A lovingly constructed stop-motion fantasy, “Coraline” is half nightmare, half daydream and wholly enchanting.

16. “Up in the Air” (Jason Reitman)

Reitman delivers his best film yet, perfectly capturing the mood of the era, even if the film’s ideas feel somewhat less than genuine.

15. “Inglourious Basterds” (Quentin Tarantino)

Tarantino restrains the insufferable facets of his filmmaking and releases his inner cinephile to great effect.

14. “Tulpan” (Sergei Dvortsevoy)

Proving that cinematic references to Kazakhstan don’t begin and end with “Borat,” Dvortsevoy delivers a harshly beautiful portrait of life among the elements.

13. “Adventureland” (Greg Mottola)

Wistful, yet smart, Mottola let down audiences looking for another “Superbad” with this nostalgia trip, but made a much better film.

12. “The Hurt Locker” (Kathryn Bigelow)

Action director Bigelow gives us a pure shot of adrenaline filmmaking, distilling her talents down to the best possible product.

11. “Two Lovers” (James Gray)

Joaquin Phoenix’s potential swan song to acting features his best work ever, surrounded by a textured and moving character portrait by Gray.

10. “Fantastic Mr.

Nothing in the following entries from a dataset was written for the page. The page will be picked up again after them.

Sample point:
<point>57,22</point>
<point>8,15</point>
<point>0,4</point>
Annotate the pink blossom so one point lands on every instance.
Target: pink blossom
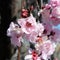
<point>15,34</point>
<point>55,18</point>
<point>55,3</point>
<point>28,25</point>
<point>56,36</point>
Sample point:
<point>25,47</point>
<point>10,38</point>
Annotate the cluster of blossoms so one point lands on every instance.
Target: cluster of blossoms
<point>51,19</point>
<point>27,28</point>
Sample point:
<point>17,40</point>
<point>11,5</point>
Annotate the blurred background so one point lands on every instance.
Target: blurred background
<point>10,10</point>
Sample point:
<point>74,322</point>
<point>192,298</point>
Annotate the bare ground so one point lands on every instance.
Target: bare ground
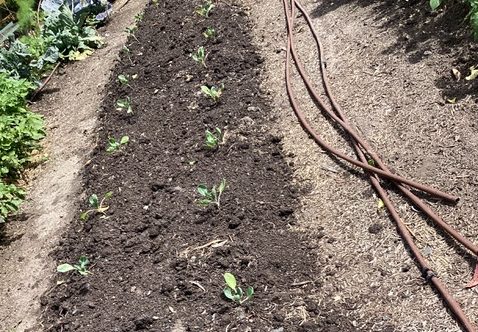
<point>389,64</point>
<point>69,103</point>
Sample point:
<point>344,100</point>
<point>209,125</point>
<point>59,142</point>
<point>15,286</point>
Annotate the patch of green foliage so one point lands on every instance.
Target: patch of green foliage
<point>472,15</point>
<point>81,267</point>
<point>235,293</point>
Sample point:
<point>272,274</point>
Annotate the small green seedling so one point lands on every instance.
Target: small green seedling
<point>234,292</point>
<point>213,139</point>
<point>96,205</point>
<point>114,145</point>
<point>213,92</point>
<point>209,33</point>
<point>205,9</point>
<point>138,17</point>
<point>211,196</point>
<point>124,105</point>
<point>200,56</point>
<point>123,79</point>
<point>81,267</point>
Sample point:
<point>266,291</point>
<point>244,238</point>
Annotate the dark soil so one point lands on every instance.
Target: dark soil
<point>147,270</point>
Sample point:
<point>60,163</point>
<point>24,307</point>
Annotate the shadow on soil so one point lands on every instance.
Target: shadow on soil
<point>421,33</point>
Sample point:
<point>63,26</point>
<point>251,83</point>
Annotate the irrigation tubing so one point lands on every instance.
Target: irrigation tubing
<point>342,120</point>
<point>428,274</point>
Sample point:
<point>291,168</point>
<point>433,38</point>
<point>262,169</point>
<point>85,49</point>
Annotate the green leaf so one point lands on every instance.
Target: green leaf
<point>473,74</point>
<point>93,200</point>
<point>222,185</point>
<point>124,140</point>
<point>228,293</point>
<point>230,280</point>
<point>434,4</point>
<point>84,216</point>
<point>62,268</point>
<point>202,190</point>
<point>249,292</point>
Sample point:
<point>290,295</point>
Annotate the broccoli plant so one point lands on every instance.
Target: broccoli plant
<point>200,56</point>
<point>124,105</point>
<point>234,292</point>
<point>211,196</point>
<point>213,139</point>
<point>114,145</point>
<point>81,267</point>
<point>96,205</point>
<point>209,33</point>
<point>205,9</point>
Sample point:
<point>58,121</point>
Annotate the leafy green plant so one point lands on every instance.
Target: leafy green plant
<point>96,205</point>
<point>114,145</point>
<point>139,17</point>
<point>81,267</point>
<point>124,104</point>
<point>205,9</point>
<point>213,92</point>
<point>200,56</point>
<point>123,79</point>
<point>209,33</point>
<point>235,293</point>
<point>213,139</point>
<point>11,197</point>
<point>211,196</point>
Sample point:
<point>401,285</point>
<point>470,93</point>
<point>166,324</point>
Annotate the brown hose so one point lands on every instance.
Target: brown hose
<point>342,120</point>
<point>427,273</point>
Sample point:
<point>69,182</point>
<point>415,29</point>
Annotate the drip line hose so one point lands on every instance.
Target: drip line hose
<point>360,144</point>
<point>342,120</point>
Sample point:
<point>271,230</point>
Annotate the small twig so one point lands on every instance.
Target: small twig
<point>46,81</point>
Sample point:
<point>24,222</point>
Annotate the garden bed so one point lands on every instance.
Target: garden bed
<point>157,257</point>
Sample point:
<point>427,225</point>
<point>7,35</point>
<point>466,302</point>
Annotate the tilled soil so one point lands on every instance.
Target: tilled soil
<point>157,258</point>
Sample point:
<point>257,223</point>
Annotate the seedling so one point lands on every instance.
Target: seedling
<point>213,139</point>
<point>138,17</point>
<point>205,9</point>
<point>200,56</point>
<point>213,92</point>
<point>96,205</point>
<point>124,104</point>
<point>211,196</point>
<point>114,145</point>
<point>81,267</point>
<point>209,33</point>
<point>123,79</point>
<point>234,292</point>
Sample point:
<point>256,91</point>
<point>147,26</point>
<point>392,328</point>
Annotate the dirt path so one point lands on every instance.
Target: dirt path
<point>69,104</point>
<point>389,64</point>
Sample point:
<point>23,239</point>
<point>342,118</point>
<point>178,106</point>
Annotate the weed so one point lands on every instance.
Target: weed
<point>114,145</point>
<point>96,205</point>
<point>213,92</point>
<point>124,104</point>
<point>213,139</point>
<point>234,292</point>
<point>205,9</point>
<point>123,79</point>
<point>200,56</point>
<point>211,196</point>
<point>81,267</point>
<point>209,33</point>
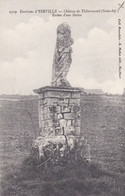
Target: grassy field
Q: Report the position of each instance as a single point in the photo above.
(103, 126)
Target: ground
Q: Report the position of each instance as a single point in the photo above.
(21, 177)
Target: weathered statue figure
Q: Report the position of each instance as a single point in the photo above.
(62, 56)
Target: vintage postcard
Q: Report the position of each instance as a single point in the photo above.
(62, 97)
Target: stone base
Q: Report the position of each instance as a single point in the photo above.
(59, 110)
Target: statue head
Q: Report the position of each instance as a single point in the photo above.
(64, 35)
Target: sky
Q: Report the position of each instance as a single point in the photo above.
(27, 43)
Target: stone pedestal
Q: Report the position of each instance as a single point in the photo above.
(59, 110)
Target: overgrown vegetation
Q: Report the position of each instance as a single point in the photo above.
(22, 176)
(62, 179)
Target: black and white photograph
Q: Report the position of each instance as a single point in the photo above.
(62, 98)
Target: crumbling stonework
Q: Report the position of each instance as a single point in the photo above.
(59, 110)
(59, 105)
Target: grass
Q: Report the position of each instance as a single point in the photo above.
(61, 180)
(21, 177)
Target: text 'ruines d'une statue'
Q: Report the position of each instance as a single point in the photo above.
(62, 56)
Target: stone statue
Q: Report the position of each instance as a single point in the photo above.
(62, 56)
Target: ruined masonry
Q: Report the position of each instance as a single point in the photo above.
(59, 104)
(59, 107)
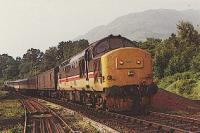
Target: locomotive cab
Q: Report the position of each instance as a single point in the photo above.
(127, 78)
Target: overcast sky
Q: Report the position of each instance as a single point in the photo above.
(44, 23)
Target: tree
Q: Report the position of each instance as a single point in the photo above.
(187, 33)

Fox” (Wes Anderson)

Stop-motion animation seemed a perfectly logical career step for Anderson, and his blend of twee design and mopey characters with father issues translates wonderfully across mediums.

9. “Lorna’s Silence” (Jean-Pierre and Luc Dardenne)

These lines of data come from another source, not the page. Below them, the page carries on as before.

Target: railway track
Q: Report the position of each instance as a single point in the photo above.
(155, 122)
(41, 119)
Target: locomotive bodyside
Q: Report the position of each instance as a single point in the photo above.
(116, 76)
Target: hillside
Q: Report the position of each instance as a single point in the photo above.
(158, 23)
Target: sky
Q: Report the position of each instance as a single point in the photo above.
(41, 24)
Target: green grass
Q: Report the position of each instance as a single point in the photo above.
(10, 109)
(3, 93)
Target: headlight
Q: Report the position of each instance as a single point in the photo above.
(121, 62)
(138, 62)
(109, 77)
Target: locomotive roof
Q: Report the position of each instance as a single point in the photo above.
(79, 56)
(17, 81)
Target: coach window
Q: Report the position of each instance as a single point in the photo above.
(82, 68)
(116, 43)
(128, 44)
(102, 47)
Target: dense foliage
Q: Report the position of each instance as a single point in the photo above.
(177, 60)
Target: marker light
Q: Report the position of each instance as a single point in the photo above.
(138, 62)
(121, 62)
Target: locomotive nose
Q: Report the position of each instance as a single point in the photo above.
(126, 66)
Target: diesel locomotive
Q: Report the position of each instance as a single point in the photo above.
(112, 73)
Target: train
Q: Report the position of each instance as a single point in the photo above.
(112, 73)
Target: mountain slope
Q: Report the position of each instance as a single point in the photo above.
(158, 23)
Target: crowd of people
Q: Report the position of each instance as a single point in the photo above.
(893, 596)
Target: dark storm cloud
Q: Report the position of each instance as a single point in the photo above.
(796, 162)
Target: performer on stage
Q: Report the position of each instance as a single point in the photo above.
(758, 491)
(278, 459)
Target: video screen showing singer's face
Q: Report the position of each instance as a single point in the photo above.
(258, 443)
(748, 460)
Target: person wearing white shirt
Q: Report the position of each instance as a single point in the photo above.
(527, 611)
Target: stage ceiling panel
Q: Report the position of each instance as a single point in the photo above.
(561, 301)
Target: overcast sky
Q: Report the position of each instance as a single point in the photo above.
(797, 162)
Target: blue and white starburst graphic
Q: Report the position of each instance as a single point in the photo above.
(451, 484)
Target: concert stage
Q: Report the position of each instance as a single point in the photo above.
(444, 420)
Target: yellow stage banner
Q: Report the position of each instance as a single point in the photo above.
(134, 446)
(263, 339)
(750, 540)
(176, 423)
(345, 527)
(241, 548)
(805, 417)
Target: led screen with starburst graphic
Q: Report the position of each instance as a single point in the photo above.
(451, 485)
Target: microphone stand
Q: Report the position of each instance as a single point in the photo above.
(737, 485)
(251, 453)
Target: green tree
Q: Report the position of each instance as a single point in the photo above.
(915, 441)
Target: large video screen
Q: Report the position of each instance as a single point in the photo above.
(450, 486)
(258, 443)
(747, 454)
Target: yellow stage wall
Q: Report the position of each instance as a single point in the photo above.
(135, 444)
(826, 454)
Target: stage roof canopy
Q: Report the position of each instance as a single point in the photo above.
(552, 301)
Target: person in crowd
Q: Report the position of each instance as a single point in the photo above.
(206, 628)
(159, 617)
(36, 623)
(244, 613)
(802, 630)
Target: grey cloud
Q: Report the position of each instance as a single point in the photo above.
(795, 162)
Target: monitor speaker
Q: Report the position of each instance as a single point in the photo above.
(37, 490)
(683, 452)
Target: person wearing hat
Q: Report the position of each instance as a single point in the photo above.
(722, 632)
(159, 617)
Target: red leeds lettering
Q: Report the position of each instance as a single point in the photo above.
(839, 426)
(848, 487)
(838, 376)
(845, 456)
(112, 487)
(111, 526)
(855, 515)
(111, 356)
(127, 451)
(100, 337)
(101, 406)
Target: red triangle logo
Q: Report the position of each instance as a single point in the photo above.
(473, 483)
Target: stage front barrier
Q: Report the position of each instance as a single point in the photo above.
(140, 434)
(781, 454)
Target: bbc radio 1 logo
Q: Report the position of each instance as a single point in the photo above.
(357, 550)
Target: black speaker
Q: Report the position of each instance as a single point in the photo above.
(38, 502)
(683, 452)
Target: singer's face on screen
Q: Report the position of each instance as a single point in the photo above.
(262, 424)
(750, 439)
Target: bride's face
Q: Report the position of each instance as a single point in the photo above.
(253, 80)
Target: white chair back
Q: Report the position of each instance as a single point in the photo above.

The Dardenne brothers offer yet another humanist sucker punch, digging through the dirt of despair while hinting at the beauty aboveground.

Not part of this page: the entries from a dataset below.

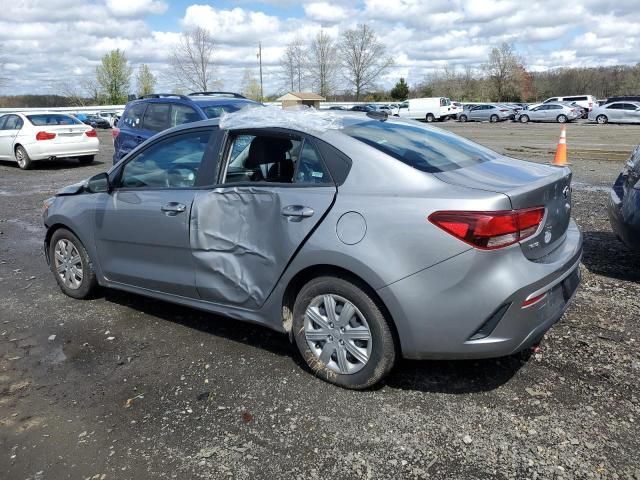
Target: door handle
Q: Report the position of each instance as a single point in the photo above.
(173, 208)
(297, 212)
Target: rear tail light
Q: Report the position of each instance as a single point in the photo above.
(490, 230)
(45, 136)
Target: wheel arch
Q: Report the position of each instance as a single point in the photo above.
(307, 274)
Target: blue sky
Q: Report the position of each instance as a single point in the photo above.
(45, 45)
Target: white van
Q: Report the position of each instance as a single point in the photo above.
(429, 109)
(585, 101)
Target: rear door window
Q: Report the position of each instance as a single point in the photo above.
(133, 116)
(422, 148)
(156, 118)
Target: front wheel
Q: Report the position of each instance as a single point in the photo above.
(342, 334)
(71, 265)
(22, 157)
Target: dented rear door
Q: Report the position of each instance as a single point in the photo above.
(243, 237)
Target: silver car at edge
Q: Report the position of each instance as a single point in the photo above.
(616, 112)
(382, 239)
(548, 112)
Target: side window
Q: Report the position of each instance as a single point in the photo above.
(310, 167)
(156, 118)
(182, 114)
(170, 163)
(262, 159)
(133, 116)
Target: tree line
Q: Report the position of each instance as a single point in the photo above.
(347, 67)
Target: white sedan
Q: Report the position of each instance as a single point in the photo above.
(25, 137)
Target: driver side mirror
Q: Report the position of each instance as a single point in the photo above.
(99, 183)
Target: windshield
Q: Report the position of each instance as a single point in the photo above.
(423, 148)
(52, 119)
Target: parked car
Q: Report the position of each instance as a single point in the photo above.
(548, 112)
(485, 113)
(616, 112)
(97, 121)
(321, 232)
(26, 137)
(153, 113)
(624, 203)
(585, 101)
(362, 108)
(429, 109)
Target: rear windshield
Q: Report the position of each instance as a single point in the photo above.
(53, 119)
(426, 149)
(216, 111)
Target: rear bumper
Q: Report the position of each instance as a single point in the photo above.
(45, 149)
(626, 229)
(439, 309)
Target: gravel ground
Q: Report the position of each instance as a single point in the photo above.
(122, 387)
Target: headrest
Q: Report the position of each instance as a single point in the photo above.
(267, 150)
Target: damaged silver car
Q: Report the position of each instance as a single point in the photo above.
(365, 238)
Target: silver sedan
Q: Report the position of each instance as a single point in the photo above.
(364, 238)
(548, 112)
(616, 112)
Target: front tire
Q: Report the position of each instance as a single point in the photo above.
(23, 159)
(342, 334)
(71, 266)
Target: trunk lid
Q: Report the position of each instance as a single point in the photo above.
(527, 185)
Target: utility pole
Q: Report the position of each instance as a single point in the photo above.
(260, 58)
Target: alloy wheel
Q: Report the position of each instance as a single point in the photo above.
(68, 263)
(337, 333)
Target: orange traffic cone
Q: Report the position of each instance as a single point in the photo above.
(560, 159)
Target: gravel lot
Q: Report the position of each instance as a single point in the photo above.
(122, 387)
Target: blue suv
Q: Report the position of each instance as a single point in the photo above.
(153, 113)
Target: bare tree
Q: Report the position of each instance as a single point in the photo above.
(192, 60)
(293, 64)
(114, 76)
(145, 80)
(363, 57)
(322, 63)
(250, 86)
(502, 69)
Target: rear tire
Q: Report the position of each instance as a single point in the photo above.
(71, 266)
(22, 157)
(354, 352)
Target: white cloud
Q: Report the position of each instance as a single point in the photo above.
(134, 8)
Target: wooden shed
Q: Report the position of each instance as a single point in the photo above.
(294, 99)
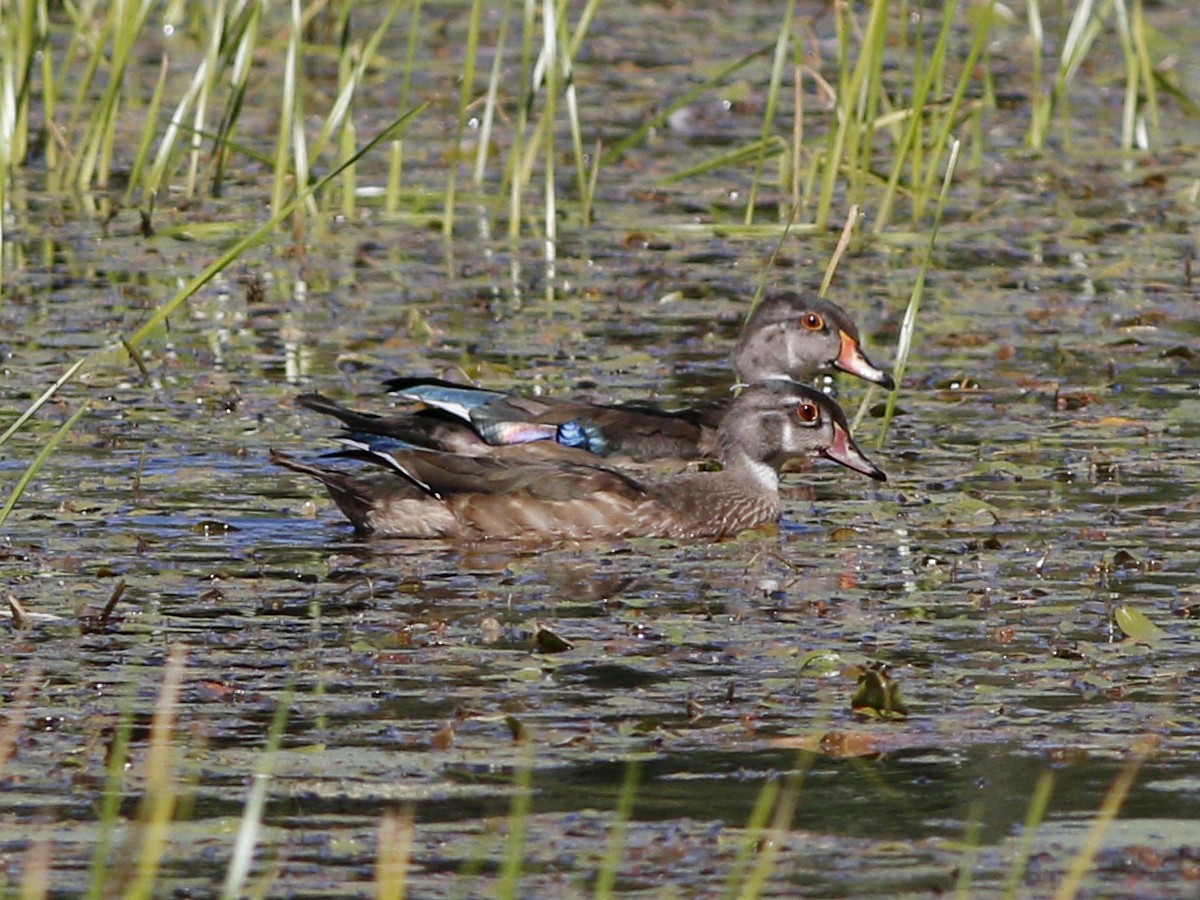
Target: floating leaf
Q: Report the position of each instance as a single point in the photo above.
(879, 694)
(546, 641)
(1135, 625)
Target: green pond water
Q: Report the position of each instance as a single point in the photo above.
(1043, 471)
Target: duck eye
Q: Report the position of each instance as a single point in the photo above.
(808, 412)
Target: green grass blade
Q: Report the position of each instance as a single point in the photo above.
(907, 328)
(39, 461)
(654, 121)
(768, 119)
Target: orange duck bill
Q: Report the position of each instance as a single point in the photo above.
(846, 451)
(853, 360)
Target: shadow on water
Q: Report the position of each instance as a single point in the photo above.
(1042, 484)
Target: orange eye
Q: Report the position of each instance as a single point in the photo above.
(813, 322)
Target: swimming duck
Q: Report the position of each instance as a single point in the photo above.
(430, 493)
(790, 335)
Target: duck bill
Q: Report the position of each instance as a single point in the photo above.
(846, 451)
(852, 359)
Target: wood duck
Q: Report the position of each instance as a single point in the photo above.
(790, 335)
(429, 493)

8. “Broken Embraces” (Pedro Almodóvar)

It’s a masterful melodrama about filmmaking, two things that Almodóvar does better than almost everyone.

7. “Goodbye Solo” (Ramin Bahrani)

Unsentimental and immensely moving, “Goodbye Solo” features the best performance of the year from Souleymane Sy Savane as a cabbie who becomes intertwined with a stranger looking to end his life.

6. “The Imaginarium of Dr. Parnassus” (Terry Gilliam)

“Parnassus” is a gloriously messy film from Gilliam that recalls most of his strengths and features ten times as much imagination as “Avatar.”

5. “Summer Hours” (Olivier Assayas)

Deceptively simple, “Summer Hours” gets under your skin almost imperceptibly until its final scene with its look at the connection between family and possessions.

4. “The White Ribbon” (Michael Haneke)

Haneke fosters an impeccable sense of time and place and provokes a growing unease with his menacing and mysterious film about unknown evil in a small town.

3. “In the Loop” (Armando Iannucci)

Wordplay doesn’t get much better than this in one of the funniest and sharpest scripts of the decade that will have you gasping for breath and rewinding often.

2. “A Serious Man” (Joel and Ethan Coen)

A Coen film for the Coen faithful, “A Serious Man” is their most blackly funny and idiosyncratic film yet, filmed with a precision rarely seen.

1. “Up” (Pete Docter and Bob Peterson)

Perhaps Pixar’s greatest achievement ever, “Up” is storytelling at its finest, with cute little block-head cartoons that reveal truth about the human condition and bring you to tears. Now that’s some great filmmaking.